Can't have SMEP processor capability in VMs

[serialuser]

Hi there,

I'm using proxmox for Windows kernel debugging.
SMEP (Supervisor Mode Execution Prevention) is enabled by default on Windows since a long time ago.

My host supports SMEP, but I can't manage to have a Windows VM under proxmox that has SMEP turned on. Therefore, my VM's don't have the same kernel protection mecanisms as a real machine, which is a problem for me.

I tried to modify pve configuration (added: +smep in cpu, used different processors, nothing worked).

I'm currently using Virtual Environment 7.0-13, but I can migrate if recent versions allow this to happen.

Thank you

 

[VictorSTS]

AFAIK, the smep flag passthrough got enabled long time ago [1]

I've checked on PVE8.2 and it's definitely enabled for a VM using CPU type "host" on an intel n100 host CPU:

lscpu | grep smep
Flags: fpu vme de pse tsc msr pae mce cx8 apic sep mtrr pge mca cmov pat pse36 clflush mmx fxsr sse sse2 ss ht syscall nx pdpe1gb rdtscp lm constant_tsc arch_perfmon rep_good nopl xtopology cpuid tsc_known_freq pni pclmulqdq vmx ssse3 fma cx16 pdcm sse4_1 sse4_2 x2apic movbe popcnt tsc_deadline_timer aes xsave avx f16c rdrand hypervisor lahf_lm abm 3dnowprefetch cpuid_fault ssbd ibrs ibpb stibp ibrs_enhanced tpr_shadow flexpriority ept vpid ept_ad fsgsbase tsc_adjust bmi1 avx2 smep bmi2 erms invpcid rdseed adx smap clflushopt clwb sha_ni xsaveopt xsavec xgetbv1 xsaves avx_vnni arat vnmi umip pku ospke waitpkg gfni vaes vpclmulqdq rdpid movdiri movdir64b fsrm md_clear serialize flush_l1d arch_capabilities

Are you sure the host has smep supported and enabled? Check with lscpu | grep smep.

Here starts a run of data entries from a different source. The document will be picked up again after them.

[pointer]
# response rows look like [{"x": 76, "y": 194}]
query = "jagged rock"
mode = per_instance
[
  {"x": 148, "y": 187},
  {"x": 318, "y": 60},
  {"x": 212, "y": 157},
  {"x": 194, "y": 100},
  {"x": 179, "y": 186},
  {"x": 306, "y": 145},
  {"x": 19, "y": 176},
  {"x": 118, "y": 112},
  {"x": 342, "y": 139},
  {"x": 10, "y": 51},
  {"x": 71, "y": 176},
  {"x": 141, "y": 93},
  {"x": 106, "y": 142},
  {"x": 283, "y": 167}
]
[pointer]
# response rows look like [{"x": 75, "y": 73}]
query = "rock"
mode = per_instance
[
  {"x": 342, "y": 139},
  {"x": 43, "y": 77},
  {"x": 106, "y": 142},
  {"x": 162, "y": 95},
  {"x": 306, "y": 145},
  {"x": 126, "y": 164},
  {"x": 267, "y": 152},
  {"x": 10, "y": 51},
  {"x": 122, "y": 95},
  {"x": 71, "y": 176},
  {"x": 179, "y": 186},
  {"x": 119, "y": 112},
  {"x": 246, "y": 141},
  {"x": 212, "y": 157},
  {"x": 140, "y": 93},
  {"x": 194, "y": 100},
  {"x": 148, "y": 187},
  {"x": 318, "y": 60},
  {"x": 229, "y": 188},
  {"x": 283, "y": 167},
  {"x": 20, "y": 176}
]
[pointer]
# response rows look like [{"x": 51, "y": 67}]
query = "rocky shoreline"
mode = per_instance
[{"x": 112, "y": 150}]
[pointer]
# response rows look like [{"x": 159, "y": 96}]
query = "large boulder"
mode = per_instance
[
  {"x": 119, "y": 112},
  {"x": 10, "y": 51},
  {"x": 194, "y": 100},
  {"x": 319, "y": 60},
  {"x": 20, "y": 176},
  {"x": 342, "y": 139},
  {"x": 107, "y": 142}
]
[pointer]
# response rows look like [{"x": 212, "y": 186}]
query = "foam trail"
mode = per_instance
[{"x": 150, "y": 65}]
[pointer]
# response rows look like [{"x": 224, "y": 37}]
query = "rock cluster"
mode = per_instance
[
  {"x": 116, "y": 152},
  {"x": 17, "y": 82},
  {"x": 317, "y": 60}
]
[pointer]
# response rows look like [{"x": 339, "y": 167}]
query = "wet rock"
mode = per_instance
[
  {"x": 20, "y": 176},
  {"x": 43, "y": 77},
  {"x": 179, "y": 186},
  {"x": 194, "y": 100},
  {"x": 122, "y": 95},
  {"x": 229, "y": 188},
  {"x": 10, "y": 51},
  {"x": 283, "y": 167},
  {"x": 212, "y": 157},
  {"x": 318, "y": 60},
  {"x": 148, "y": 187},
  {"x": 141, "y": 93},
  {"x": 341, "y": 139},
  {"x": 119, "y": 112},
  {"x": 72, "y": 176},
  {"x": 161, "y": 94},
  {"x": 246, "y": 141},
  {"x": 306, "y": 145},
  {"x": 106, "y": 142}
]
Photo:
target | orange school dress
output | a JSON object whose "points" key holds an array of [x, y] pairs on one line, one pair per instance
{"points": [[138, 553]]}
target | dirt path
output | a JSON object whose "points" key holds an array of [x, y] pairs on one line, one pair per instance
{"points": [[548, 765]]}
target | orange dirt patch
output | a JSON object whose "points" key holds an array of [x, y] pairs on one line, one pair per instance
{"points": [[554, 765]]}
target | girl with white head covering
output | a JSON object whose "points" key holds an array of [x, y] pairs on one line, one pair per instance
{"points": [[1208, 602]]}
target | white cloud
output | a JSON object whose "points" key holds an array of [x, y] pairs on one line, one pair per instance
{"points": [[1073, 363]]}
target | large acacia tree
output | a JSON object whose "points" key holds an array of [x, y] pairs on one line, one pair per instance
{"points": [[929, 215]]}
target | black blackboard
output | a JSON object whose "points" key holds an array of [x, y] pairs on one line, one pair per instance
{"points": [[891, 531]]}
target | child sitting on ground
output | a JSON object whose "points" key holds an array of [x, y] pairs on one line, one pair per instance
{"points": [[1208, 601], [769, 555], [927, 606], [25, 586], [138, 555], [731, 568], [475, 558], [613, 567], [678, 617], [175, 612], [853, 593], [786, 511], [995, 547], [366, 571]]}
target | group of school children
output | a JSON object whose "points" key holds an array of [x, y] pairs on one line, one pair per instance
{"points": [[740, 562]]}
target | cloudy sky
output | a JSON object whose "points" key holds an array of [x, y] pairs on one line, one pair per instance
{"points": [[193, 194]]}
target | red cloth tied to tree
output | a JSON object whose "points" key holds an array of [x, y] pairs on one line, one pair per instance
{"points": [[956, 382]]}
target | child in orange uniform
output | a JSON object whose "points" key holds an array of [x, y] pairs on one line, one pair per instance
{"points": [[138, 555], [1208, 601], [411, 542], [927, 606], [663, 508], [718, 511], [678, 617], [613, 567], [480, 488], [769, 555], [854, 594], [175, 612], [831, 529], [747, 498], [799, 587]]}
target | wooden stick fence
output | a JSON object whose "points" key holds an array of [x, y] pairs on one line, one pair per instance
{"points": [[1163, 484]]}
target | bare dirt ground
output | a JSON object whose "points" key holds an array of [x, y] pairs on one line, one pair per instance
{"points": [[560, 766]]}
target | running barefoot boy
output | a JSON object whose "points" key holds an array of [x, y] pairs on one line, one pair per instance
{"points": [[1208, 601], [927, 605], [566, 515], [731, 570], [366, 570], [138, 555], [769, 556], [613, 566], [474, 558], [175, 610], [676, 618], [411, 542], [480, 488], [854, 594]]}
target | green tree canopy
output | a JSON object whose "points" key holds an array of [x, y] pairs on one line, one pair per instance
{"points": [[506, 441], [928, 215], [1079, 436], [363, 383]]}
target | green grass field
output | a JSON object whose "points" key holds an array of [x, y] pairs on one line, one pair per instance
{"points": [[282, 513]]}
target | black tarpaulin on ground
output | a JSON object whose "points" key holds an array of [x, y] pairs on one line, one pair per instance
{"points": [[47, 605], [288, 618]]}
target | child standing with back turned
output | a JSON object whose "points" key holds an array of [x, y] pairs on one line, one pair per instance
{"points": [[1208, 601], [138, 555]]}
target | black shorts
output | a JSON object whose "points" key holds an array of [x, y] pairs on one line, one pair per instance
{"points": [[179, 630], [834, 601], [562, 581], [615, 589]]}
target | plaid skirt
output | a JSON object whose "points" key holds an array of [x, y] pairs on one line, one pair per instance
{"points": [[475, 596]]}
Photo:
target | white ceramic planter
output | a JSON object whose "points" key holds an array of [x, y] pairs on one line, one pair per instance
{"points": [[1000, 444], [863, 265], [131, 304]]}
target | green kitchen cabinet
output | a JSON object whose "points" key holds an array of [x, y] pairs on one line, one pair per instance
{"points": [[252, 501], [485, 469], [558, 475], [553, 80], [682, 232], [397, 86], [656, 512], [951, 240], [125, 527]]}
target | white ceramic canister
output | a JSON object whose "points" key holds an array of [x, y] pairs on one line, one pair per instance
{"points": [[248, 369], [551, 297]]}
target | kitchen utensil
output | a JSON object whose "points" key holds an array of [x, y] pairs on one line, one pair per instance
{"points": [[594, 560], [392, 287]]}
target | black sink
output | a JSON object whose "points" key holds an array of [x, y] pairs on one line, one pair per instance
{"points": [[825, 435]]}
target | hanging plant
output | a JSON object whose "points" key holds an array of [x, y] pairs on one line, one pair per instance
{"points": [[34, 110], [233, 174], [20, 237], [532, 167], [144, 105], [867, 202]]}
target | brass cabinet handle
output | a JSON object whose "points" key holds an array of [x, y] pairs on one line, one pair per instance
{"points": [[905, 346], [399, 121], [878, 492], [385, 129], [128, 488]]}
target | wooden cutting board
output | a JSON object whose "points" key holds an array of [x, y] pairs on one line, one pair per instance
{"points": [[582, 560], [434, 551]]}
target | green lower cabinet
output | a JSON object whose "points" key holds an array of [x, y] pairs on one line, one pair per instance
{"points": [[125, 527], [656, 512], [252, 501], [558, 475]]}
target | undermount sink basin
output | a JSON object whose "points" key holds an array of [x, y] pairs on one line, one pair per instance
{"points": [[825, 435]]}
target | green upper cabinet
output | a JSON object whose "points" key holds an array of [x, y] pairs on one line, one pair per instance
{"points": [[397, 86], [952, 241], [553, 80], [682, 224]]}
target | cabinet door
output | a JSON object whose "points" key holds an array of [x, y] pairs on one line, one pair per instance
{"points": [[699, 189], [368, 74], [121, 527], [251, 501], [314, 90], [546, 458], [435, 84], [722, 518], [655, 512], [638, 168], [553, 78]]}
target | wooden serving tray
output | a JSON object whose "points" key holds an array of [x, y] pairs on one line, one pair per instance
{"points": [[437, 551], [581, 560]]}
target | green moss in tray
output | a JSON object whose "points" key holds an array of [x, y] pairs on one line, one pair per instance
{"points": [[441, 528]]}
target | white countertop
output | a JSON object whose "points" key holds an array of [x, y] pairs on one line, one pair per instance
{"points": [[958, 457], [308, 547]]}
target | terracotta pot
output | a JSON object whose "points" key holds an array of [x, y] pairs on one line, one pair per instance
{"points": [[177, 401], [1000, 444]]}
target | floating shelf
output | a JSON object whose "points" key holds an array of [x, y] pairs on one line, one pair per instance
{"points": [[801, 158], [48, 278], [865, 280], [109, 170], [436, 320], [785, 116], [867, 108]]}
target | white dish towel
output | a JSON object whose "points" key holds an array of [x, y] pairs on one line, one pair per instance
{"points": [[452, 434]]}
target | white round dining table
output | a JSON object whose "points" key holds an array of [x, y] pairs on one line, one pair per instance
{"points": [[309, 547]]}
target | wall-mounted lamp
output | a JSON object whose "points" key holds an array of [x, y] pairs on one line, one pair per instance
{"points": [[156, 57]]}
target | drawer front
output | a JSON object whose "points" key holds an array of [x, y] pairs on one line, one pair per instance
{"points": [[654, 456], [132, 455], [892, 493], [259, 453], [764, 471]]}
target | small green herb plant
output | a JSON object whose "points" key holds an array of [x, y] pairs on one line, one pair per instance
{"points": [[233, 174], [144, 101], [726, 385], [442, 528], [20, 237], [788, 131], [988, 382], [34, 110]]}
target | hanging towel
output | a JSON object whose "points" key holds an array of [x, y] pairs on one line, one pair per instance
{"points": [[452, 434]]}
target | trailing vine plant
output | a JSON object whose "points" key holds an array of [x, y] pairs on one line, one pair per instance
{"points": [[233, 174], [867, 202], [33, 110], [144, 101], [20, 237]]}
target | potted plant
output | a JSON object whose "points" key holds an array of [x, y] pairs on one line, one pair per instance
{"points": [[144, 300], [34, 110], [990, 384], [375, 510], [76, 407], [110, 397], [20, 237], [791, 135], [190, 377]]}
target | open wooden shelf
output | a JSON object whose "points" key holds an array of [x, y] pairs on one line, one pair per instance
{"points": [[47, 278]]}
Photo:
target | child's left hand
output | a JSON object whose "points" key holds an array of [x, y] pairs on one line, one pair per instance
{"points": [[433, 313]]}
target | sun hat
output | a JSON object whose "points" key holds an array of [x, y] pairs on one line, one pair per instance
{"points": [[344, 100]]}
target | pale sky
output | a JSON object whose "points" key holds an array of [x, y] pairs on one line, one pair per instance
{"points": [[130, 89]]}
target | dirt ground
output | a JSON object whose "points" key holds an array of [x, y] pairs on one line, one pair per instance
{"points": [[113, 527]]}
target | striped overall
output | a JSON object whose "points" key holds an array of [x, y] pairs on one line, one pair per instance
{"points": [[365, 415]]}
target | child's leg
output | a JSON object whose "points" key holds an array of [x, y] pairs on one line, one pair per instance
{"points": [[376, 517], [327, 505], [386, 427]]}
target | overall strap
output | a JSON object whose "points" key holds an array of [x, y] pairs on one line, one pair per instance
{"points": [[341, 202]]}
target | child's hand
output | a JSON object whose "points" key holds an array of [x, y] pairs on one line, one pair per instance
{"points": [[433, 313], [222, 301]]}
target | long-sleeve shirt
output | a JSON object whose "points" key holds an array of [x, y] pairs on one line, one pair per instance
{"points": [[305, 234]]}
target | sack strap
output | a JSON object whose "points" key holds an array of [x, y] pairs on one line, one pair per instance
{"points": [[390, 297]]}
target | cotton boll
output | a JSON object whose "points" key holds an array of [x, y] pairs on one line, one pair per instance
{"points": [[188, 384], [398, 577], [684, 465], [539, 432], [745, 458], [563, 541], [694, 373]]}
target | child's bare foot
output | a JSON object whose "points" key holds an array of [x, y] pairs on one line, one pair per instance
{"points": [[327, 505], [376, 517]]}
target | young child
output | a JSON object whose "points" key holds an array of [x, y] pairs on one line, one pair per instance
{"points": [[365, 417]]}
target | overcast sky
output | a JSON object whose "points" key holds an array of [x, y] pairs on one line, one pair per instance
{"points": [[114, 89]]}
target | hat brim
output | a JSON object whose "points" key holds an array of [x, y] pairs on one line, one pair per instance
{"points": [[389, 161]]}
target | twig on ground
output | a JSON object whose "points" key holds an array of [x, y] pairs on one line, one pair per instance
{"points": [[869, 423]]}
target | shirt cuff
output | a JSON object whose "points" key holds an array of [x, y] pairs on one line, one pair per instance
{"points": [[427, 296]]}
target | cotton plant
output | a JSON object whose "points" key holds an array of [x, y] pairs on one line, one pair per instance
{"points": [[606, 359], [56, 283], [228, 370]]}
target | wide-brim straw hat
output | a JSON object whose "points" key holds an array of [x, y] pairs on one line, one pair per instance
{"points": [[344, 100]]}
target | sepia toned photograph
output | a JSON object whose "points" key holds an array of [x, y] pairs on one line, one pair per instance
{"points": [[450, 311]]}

[1] https://patchwork.kernel.org/projec...7519844E9278F02@shsmsx502.ccr.corp.intel.com/

 

[serialuser]

Hi,

Thanks for your answer. In fact I had tried the "host" type before, but noticed :
- smep was enabled (good)
- kaslr is disabled (does not make any sense... its an OS feature not a processor one).

So i wanted to use another processor to have everything running as in real life.